- cross-posted to:
- selfhosted@lemmy.world
- cross-posted to:
- selfhosted@lemmy.world
Thank you for posting it again.
DB Tech have made a video about Dockge, he explained my idea so well. https://www.youtube.com/watch?v=E805XcbTzgY
My previous post have also explained why I made this: https://www.reddit.com/r/selfhosted/comments/17tkq79/dockge_a_fancy_easytouse_selfhosted_docker/
looks great
Spun this up last week. Love it. Simple, slick interface and easy to understand principles. Like being able to see what’s going on (or going wrong) as I deploy a stack. I know it’s in as a feature request already, because multi-node would make it the single pane solution for all my docker stuff.
Shout-out to /u/louislamlam it’s a great project!!

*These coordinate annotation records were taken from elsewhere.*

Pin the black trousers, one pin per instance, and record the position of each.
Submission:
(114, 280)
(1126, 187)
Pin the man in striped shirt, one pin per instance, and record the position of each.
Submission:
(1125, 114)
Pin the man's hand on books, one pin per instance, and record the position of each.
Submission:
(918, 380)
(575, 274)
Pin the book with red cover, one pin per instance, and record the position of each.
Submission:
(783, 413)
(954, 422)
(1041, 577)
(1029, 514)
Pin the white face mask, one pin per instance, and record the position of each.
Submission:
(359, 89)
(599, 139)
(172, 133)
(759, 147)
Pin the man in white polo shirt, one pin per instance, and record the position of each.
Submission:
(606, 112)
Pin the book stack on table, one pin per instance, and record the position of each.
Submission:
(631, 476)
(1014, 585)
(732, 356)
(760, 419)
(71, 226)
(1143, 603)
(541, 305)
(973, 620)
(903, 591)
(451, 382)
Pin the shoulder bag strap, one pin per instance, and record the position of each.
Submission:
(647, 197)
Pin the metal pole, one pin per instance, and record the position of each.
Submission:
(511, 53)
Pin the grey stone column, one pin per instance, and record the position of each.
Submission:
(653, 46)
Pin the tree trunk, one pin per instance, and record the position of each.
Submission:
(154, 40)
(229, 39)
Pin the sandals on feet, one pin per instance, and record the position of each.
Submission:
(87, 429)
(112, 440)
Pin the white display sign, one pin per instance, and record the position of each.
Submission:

Love how this looks, could definitely see myself moving from Portainer since I don’t use the majority of its features.
Though having to move all my stacks around is a bit of an annoyance. I have them split into their own folders to keep things tidier: Wonder if you could watch multiple folders in this too, rather than moving them all into Dockge’s folders.
I tried this out last and ended up going back to portainer. It’s a problem I could fix, but I didn’t want my services down for that long. All of my services are in 3 different compose files. I started up my stacks using dockge and it put each stack on it’s own network (that it created).
If I put all my containers in one compose file I suppose it would work.
My problem with portainer is that, if I deploy a stack (compose) via docker compose cli, it has limited control inside portainer. Is this the same? Or does this play nicely with compose files deployed outside of it?
I will give it a try. I don’t like the fact of Portainer kidnapping my compose files. I want them plaintext on my drive, so I can backup them with regular tools.
Run a Gitea server to store them, and use the Portainer git option. Backup + version control!
this looks great hopefully we can have the widget for Homepage dashboard!
Looks promising but like many others I need the ability to manage multiple hosts. That said I suppose there’s no reason you can’t spin up multiple instances, one on each host.